A good, or even a moderately competent teacher, knows at all times how each student is doing. There is no need to base assessment on exams. But once you do, they become the central purpose of the entire process, and good exam results are taken as a vindication of both student and teacher, and of the education system in general. This in turn encourages their manipulation, which is easy enough to do.

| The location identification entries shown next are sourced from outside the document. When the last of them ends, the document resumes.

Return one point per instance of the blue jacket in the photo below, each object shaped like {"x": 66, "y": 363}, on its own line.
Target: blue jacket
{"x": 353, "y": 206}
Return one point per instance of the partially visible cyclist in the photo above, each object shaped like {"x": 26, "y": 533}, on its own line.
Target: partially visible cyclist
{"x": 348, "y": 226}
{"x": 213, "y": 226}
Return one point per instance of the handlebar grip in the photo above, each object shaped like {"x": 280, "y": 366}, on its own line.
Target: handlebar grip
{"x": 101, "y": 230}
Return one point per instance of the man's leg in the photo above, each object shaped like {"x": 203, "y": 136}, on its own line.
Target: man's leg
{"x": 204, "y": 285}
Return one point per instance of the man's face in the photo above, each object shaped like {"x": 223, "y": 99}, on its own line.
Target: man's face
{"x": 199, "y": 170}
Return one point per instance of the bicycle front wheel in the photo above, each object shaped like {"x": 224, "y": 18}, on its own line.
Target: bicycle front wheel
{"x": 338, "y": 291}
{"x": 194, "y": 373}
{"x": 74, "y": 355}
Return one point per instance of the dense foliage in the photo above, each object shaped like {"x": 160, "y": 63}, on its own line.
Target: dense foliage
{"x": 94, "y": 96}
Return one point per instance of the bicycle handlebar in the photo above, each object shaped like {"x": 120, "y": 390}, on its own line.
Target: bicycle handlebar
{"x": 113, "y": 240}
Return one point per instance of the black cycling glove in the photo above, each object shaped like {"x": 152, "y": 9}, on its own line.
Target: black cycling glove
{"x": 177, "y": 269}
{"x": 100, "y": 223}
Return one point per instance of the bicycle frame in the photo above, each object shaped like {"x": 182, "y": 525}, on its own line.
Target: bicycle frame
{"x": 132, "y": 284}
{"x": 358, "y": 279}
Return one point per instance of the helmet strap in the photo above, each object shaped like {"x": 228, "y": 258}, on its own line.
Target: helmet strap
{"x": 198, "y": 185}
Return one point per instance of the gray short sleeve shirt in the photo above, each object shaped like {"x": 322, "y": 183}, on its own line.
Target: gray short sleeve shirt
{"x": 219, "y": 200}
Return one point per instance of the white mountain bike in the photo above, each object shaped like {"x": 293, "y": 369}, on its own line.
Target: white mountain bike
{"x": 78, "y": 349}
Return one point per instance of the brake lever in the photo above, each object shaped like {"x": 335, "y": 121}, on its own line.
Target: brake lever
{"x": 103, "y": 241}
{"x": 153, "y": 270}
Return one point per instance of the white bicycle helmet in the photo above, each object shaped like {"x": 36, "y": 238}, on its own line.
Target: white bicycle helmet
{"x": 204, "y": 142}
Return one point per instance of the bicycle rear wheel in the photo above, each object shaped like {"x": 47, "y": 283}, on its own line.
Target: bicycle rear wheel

Teaching is largely a matter of common sense, authority (both personal and intellectual), knowledge of the subject, and dedication. Not everyone can do it, but not everyone has to. If you can, you don’t need reams of instructions from people who’ve never done it telling you how to, and if you can’t you should find another job. The 2006 Spanish education law consists of 50 pages of A4. The laws, derived from it, setting out details of aims, methods, attention to diversity and assessment run to 400+ pages for each section of the education system. The law on assessment in ESO, the compulsory section of high school, alone has 66 pages. Most of this is then duplicated at regional level. Very little of this is of any use at all. You either don’t need it or you won’t know how to use it, and most of, despite the length and detail, is vague and aspirational, whereas teaching is an overwhelmingly practical art.
There is a fundamental misunderstanding about cognitive ability that is remarkably common. Many people seem to think that all children are born with the same potential, that they are empty vessels, tabulae rasae, and if the same is written on all of them they will all be clever and successful. It isn’t true. But the belief that it is so, or should be so, is behind much education policy in the wealthier world. That and benighted social dogma. And there is the instinctive belief of legislators that more legislation is the answer to all the problems that the previous legislation created or failed to solve. Much of the Spanish law seems to be aimed at telling teachers who can’t teach what to do with children who can’t or don’t want to learn.
Incidentally, I tend to blame teachers for the mess that is public education not because they are the only ones to blame but because they are the only ones who can change things. Governments are too busy playing ideological games, parents don’t realize that things could be different and children just take things as they come.
There are many things wrong with our education systems, but the love of exams is one of the biggest, and it leads directly and indirectly to many others.